US-led consortium’s winning bid stood at £295 million
LONDON: A consortium of US-based Indian techies have won the bid to own 49% of The Hundred‘s Lord’s franchise London Spirit.
Microsoft CEO Satya Nadella, Google CEO Sundar Pichai, Palo Alto Networks CEO Nikesh Arora, Times Internet Limited vice chairman Satyan Gajwani, Adobe CEO Shantanu Narayen, Silverlake Technology CEO Egon Durban, Sequoia’s Jim Goetz and two others are part of the consortium that participated in an e-auction process on Friday to grab the franchise.
On Thursday, Reliance-led Mumbai Indians had won the bid to own The Hundred’s other London franchise Oval Invincibles.
Sources say the US-led consortium’s winning bid stood at £295 million.
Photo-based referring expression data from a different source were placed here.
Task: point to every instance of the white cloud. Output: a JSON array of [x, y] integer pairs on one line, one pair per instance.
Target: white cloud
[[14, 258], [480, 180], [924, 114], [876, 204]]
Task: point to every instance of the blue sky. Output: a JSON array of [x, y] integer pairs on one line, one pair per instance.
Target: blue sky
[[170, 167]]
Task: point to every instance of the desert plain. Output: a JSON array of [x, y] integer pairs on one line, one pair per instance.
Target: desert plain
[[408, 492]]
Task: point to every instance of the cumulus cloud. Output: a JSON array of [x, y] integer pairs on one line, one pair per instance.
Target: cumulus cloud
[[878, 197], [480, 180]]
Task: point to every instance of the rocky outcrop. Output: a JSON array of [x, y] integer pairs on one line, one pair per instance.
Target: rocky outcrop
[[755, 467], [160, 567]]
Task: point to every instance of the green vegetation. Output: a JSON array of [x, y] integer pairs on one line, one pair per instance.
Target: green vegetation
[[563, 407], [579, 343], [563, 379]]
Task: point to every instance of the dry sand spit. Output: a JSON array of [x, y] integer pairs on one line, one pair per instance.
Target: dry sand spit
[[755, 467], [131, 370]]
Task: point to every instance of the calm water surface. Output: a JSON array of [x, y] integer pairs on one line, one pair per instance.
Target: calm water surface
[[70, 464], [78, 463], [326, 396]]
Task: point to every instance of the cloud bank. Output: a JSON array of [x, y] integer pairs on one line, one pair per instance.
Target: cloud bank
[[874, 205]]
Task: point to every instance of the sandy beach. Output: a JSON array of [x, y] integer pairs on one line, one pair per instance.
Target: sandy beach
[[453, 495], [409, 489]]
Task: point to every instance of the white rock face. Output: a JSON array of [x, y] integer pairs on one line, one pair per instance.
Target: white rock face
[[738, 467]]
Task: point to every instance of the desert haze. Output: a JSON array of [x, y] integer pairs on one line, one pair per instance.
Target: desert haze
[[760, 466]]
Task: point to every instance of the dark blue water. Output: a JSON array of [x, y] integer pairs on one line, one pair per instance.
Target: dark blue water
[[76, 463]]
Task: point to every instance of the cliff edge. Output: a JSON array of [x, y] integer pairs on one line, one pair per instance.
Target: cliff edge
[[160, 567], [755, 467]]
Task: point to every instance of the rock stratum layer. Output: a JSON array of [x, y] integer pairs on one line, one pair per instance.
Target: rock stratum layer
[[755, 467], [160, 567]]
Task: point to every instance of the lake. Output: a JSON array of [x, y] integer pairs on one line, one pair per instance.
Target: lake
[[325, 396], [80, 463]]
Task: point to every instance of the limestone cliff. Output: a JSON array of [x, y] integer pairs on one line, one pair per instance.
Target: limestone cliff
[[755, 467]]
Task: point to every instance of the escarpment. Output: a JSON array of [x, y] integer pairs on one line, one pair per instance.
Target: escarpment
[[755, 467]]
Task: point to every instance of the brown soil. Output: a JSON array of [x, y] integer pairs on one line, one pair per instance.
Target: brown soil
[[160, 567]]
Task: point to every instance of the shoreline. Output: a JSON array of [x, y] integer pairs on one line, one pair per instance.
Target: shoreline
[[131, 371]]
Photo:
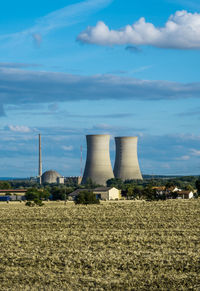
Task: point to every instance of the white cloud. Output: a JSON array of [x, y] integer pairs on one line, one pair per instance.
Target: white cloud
[[184, 158], [29, 87], [181, 31], [19, 128], [60, 18], [195, 152], [67, 148]]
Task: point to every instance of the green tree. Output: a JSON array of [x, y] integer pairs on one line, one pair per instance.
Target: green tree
[[86, 197]]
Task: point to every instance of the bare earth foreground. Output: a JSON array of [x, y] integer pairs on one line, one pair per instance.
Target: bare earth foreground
[[116, 245]]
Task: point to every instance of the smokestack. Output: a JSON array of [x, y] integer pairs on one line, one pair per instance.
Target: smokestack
[[40, 161], [126, 161], [98, 166]]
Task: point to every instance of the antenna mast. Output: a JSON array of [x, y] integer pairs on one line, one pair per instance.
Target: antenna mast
[[81, 161], [40, 160]]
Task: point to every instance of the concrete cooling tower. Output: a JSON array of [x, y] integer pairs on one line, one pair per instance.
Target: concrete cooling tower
[[98, 166], [126, 161]]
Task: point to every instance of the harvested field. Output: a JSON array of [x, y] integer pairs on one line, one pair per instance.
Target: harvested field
[[111, 246]]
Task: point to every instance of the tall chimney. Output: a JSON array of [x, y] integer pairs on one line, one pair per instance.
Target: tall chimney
[[40, 161]]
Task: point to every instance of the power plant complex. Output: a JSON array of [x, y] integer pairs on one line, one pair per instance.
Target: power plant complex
[[98, 166]]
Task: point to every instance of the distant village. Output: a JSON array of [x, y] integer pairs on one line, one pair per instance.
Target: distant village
[[124, 182]]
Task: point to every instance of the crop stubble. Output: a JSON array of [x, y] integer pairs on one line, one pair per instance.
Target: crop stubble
[[116, 245]]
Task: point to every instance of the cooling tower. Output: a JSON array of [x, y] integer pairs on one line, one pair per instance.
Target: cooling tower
[[98, 166], [126, 161]]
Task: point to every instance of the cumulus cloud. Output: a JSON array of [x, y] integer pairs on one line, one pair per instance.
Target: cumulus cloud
[[60, 18], [195, 152], [67, 148], [18, 65], [19, 128], [181, 31], [133, 49], [31, 87]]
Arora, Pichai and Narayen are known to be big cricket fans while Nadella co-owns Major League Cricket’s (MLC) franchise Seattle Orcas, and Gajwani owns and runs Willow TV, cricket’s biggest streaming platform in the west, as well as Cricbuzz website.
£295 million is the 100% bid value of which the consortium will pay 49%. The remaining 51% will remain with the England and Wales Cricket Board (ECB) as part of The Hundred’s business model.
In a separate bidding process, MLC franchise Washington Freedom won the Cardiff franchise for £65 million.